Amalie Emmy Noether was born on 23 March 1882, in the Bavarian city of Erlangen.
Her father, Max Noether, was called “one of the finest mathematicians of the nineteenth century” by Leon Lederman and Christopher Hill in their book Symmetry and the Beautiful Universe, and she was to follow in his footsteps.
A story in journal Science News on 23 June 2018 carried the headline: “In her short life, mathematician Emmy Noether changed the face of physics”.
As with so many women in science, however, it was no easy road.
Prevented from formally studying mathematics at university, for the simple reason that she was female, Noether instead went to a general finishing school and in 1900 was certified to teach English and French.
She was later allowed to audit classes in mathematics at the University of Erlangen-Nuremberg, where her father taught, eventually earning an undergraduate degree.
In 1904 she was allowed to enrol in a doctoral program at the university, and three years later she received a PhD. She spent nearly eight years there, working without pay or an official position.
In 1915 she moved to the University of Gottingen, where she was at first permitted to lecture only as an “assistant” under a male faculty member’s name. She didn’t receive a salary until 1923.
By 1915, however, Noether’s brilliance had been noticed by her colleagues. David Hilbert and Felix Klein, both renowned mathematicians, asked her for help.
A problem had arisen with Albert Einstein’s new theory, general relativity, which had been introduced several months earlier.
It seemed that Einstein’s work did not adhere to a principle known as conservation of energy, which states that energy can change forms but can never be destroyed. Total energy is supposed to remain constant.
She resolved the issue with one of two theorems she proved that year, American science writer Steve Nadis wrote in 2017, “by showing that energy may not be conserved ‘locally’ – that is, in an arbitrarily small patch of space – but everything works out when the space is sufficiently large”.
Nadis continued: “The other theorem, which would ultimately have a far greater impact, uncovered an intimate link between conservation laws (such as the conservation of energy) and the symmetries of nature, a connection that physicists have exploited ever since.
“Today, our current grasp of the physical world, from subatomic particles to black holes, draws heavily upon this theorem, now known simply as Noether’s theorem.”
In 1918 Noether published her work, of which American theoretical physicist Frank Wilczek, of the Massachusetts Institute of Technology, said: “That theorem has been a guiding star to twentieth and twenty-first century physics.”
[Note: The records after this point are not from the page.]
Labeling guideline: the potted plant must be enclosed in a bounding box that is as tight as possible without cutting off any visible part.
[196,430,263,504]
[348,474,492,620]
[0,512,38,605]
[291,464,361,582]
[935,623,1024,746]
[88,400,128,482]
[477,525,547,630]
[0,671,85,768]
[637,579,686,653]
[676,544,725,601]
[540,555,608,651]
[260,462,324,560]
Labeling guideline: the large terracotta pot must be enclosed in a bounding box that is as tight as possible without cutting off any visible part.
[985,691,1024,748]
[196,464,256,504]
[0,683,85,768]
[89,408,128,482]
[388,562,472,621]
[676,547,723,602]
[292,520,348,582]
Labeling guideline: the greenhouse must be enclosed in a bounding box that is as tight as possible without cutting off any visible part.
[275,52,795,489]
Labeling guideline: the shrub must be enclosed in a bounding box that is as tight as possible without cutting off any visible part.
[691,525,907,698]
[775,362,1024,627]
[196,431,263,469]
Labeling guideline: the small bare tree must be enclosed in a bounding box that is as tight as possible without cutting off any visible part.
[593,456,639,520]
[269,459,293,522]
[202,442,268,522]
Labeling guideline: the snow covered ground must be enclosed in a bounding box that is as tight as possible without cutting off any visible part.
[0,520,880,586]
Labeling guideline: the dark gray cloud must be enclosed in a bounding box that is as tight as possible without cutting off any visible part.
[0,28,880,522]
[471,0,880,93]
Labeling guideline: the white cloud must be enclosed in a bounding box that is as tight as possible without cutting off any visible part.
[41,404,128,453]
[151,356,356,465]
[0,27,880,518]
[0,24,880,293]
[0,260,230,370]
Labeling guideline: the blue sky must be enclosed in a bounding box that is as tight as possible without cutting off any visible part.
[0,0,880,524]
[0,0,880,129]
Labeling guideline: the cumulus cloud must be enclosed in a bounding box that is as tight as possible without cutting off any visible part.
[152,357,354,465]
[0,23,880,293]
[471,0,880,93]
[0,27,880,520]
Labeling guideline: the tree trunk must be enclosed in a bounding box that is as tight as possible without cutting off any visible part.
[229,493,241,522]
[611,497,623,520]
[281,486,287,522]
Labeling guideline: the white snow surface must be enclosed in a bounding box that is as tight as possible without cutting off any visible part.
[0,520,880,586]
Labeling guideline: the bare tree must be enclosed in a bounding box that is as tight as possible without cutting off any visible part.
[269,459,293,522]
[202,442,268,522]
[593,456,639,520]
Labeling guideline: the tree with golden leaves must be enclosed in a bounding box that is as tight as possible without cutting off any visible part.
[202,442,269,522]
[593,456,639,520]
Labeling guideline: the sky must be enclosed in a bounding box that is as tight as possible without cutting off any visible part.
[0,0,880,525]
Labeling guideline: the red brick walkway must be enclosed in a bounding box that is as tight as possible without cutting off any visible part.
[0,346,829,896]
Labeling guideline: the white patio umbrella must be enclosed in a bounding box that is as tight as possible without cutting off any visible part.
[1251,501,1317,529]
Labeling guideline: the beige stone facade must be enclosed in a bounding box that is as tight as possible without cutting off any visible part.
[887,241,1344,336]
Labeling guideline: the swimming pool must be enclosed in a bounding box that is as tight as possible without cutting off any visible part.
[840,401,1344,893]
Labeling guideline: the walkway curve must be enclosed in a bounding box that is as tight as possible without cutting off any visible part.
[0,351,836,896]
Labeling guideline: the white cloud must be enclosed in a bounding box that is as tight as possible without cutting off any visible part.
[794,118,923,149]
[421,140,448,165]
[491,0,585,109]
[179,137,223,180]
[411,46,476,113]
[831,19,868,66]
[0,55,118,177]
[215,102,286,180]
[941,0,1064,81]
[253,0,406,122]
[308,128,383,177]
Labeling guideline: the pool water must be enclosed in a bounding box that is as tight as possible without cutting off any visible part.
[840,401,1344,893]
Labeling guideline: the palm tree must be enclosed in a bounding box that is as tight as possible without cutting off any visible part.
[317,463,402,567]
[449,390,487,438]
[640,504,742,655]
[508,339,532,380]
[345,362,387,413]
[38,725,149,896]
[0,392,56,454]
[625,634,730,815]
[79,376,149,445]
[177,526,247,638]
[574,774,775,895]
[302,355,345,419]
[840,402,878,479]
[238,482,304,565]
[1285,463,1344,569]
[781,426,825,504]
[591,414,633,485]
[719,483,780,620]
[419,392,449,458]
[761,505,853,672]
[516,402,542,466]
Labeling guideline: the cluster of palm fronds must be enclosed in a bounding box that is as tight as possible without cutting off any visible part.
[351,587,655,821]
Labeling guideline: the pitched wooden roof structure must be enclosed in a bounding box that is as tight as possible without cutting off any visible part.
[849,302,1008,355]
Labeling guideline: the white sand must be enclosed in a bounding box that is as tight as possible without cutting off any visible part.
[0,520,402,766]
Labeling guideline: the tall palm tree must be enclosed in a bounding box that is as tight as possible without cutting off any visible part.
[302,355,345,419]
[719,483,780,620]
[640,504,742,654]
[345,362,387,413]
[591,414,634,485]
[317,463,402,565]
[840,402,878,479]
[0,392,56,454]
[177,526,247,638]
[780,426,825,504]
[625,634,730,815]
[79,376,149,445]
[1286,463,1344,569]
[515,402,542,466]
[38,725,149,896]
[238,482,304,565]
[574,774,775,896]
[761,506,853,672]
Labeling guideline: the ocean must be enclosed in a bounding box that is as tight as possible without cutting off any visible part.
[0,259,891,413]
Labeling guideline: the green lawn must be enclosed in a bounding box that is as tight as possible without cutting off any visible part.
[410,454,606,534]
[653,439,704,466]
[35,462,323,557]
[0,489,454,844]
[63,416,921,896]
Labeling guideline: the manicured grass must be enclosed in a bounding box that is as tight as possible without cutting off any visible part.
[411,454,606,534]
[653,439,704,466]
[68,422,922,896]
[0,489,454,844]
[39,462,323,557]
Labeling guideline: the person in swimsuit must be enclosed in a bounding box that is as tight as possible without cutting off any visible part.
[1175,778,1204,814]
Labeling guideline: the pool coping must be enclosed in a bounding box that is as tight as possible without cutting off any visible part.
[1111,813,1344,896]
An article in the Jewish Women’s Archive, by Saunders MacLane, one of her students, says that in 1920 she “turned her attention to algebra, with decisive axiomatic treatment of the theory of ideals as they apply to number theory (to factor algebraic integers) and to algebraic geometry (curves and surfaces defined by equations).
“She inspired many students, in particular BL Van der Waerden, who delivered brilliant lectures following her ideas and then presented them in his famous text Modern Algebra, which revolutionised the subject.”
In 1933, with the rise of Nazi Germany, Noether was dismissed from her position at Gottingen, but in September, with Einstein’s help, she received a guest professorship in the US, at Bryn Mawr College, in Pennsylvania. She also lectured at the Institute for Advanced Study at Princeton University.
In April 1935, however, she had surgery to remove a uterine tumor and died from a postoperative infection.
A 2015 article in the Washington Post cites a letter Einstein sent to the New York Times after Noether’s death.
“In the judgment of the most competent living mathematicians,” penned the great man, “Fraulein Noether was the most significant creative mathematical genius thus far produced since the higher education of women began.”